Geoff was an accountant who was highly intelligent, had a good analytical mind and excellent accounting skills. Geoff had two outstanding qualities; firstly, his commitment to accuracy, attention to detail and thoroughness in every accounting task he did was absolute. Secondly, he had a superb capacity to bring intellectual order out of chaos and complexity. He was often given the task of straightening out the accounts of firms or government offices that were a maze of complexity and disorder – and very quickly he had them organised in a logical, systematic and comprehensible way.
These qualities made him an excellent and very successful accountant. This led him to being made partner by age 30 and he was then promoted to lead a practice group within his accounting firm. However, as a personality Geoff tended to be very introverted and lived inside his head. He had rarely interacted with people, had no people skills – and when he did interact with others his intense focus on detail and thoroughness often made him seen fussy and nit picking. Thus, while he was a superb accountant, he was very poorly equipped to lead a practice group.
Because of this, Geoff was sent to me for leadership coaching by his firm’s managing partner. Geoff began by telling me about his shyness and introversion and how difficult it was for him to lead others. After I listened to Geoff describe this problem, I began by asking Geoff the really key question: Did he actually want to become a leader – or would he really prefer to turn down the leadership position and remain an excellent accountant? This question startled him and after a minute or two of thinking about it he said he didn’t know, but he would be willing to give it a try!
Based on this decision, we then worked on strategies for helping Geoff develop as a leader that required two approaches: one that he could begin at work immediately, the other that he would pursue outside of work. The outside of work strategies involved taking formal courses in personal development and communication skills that would help him overcome his shyness and connect more easily with people. Geoff was initially very uncomfortable doing this, but within about six months he found himself making good progress and was beginning to actually enjoy himself.

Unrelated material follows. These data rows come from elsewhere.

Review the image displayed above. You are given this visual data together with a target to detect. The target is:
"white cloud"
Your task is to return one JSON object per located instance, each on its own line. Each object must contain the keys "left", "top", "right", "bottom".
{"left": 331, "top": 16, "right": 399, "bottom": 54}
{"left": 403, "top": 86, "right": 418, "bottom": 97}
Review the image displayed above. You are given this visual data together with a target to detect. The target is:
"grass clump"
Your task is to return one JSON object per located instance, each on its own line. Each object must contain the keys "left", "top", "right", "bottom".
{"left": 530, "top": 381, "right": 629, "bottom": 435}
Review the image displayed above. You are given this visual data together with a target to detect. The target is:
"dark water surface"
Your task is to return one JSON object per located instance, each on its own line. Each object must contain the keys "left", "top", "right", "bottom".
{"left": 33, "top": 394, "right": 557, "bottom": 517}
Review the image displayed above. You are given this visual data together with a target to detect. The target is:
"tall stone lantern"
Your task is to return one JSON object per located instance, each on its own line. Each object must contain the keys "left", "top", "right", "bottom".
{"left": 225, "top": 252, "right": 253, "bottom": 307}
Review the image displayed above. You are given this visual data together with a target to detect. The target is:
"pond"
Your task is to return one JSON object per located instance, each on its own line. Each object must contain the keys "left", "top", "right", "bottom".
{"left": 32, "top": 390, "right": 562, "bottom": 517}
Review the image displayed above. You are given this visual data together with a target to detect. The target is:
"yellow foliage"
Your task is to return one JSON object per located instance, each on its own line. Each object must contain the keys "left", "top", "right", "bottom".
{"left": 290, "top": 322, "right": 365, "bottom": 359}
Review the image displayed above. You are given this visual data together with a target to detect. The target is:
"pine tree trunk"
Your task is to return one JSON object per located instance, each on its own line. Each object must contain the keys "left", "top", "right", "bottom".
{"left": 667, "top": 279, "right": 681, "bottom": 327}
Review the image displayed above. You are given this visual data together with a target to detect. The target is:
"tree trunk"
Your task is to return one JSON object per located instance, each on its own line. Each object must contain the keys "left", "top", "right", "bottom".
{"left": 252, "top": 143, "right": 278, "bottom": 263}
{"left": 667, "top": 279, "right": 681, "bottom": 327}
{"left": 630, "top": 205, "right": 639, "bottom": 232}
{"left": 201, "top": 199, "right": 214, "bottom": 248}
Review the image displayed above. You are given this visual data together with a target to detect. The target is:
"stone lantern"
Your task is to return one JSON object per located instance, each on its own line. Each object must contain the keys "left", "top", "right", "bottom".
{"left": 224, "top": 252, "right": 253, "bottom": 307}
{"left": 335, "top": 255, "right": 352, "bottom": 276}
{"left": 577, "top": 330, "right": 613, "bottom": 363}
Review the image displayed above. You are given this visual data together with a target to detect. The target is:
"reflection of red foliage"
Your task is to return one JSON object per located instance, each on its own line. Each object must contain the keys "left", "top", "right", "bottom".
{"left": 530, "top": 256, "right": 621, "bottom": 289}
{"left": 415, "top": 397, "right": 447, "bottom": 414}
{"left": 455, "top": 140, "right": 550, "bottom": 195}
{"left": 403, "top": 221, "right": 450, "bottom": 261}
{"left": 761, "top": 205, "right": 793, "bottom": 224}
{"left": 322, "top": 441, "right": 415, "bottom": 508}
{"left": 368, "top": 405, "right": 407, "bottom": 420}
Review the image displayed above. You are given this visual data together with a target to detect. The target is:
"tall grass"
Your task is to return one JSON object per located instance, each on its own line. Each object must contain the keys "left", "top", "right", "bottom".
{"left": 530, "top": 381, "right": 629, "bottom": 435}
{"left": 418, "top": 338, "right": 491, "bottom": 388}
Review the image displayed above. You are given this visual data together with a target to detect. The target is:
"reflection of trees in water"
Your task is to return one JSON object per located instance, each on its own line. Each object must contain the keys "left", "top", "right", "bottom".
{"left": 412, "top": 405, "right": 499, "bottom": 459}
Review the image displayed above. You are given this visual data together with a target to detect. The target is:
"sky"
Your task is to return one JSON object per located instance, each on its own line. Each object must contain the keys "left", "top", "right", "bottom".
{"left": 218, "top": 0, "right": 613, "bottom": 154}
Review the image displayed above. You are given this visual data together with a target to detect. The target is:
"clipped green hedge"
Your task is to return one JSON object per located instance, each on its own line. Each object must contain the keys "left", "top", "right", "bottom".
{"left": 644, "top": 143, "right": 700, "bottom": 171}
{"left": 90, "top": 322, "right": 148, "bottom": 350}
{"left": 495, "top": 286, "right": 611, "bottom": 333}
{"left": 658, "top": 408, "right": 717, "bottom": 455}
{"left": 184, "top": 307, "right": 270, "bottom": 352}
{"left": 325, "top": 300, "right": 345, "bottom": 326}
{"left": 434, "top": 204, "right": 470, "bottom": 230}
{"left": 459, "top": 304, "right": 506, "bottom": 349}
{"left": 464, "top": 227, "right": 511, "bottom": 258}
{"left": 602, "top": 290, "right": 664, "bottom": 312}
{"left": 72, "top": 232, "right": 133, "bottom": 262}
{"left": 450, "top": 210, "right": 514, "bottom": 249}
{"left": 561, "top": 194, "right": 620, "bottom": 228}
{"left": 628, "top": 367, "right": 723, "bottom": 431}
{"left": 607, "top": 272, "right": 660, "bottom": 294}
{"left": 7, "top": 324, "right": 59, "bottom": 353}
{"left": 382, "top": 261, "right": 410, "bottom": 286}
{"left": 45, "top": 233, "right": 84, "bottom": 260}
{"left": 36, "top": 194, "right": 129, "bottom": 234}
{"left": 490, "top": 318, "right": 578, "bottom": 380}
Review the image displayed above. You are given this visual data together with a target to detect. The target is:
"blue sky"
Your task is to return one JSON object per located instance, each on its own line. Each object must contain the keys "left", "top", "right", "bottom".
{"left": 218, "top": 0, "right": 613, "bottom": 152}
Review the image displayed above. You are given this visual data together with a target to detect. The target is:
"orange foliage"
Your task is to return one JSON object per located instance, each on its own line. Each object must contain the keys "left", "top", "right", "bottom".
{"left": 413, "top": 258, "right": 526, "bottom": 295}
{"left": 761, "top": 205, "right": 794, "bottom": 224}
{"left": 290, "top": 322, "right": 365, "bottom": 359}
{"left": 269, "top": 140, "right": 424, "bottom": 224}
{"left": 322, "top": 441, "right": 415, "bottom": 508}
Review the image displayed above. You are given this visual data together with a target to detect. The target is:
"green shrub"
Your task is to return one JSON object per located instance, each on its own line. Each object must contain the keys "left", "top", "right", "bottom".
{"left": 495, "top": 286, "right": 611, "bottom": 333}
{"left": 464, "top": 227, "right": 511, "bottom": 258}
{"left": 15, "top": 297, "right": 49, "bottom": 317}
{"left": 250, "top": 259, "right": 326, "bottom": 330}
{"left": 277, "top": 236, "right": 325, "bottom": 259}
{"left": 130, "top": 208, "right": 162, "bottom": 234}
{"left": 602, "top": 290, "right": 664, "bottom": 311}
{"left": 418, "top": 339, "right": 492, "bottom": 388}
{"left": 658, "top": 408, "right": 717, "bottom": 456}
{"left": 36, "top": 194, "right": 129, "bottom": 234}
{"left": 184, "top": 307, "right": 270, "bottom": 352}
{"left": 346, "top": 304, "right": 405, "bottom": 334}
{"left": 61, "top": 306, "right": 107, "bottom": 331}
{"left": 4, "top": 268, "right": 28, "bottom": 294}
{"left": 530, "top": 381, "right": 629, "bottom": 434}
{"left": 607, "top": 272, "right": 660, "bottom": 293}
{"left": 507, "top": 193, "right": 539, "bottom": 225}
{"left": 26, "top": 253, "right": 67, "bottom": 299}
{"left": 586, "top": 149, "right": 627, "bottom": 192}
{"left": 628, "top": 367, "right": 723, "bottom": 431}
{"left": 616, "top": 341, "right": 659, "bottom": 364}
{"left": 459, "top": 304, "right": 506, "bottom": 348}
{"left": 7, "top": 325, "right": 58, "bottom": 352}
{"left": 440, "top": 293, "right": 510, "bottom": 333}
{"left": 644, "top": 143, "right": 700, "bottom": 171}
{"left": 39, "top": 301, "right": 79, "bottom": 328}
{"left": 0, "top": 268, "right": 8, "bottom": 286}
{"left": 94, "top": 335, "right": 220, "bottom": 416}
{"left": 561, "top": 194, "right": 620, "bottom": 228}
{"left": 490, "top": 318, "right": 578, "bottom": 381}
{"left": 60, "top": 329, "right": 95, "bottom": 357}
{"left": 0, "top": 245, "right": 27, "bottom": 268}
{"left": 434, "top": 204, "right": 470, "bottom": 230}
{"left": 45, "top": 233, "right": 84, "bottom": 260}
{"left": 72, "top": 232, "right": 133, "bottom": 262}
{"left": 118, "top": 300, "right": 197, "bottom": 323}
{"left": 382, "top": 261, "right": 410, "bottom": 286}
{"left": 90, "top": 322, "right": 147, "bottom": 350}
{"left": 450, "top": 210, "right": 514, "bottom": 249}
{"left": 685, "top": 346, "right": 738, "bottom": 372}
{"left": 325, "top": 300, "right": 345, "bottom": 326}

At work the strategy was to shift his role from “monitoring and correcting” the work of his practice group to becoming a mentor to them. Geoff had two qualities that could help him play this mentoring role effectively. Firstly, he had superb accounting skills and vast experience to draw upon in mentoring his people; secondly, he cared so much about the quality of work put out by his practice group that he possessed a natural motivation to help his people learn to perform really well. It was just a question of Geoff learning to use their mistakes or lack of knowledge as an opportunity to teach them – rather than his current practice of being fussy and critical.
I trained Geoff in a technique for identifying and anticipating when he was about to go into “critical and fussy” mode – and then how to relax and to shift his internal mental state (and thus his behaviour) into “teaching and mentoring” mode. He agreed to begin this at work immediately and over the next six months he made such rapid progress that morale rose quite rapidly in his practice group. During that six months word about this got around – and the managing partner contacted me and said that their HR department had begun getting requests by other staff to join Geoff’s practice group. Given his initial limitations Geoff made a truly remarkable transition into a fine leader.
Have you or anyone you know made the transition from technician to leader? Was this difficult? How was this achieved?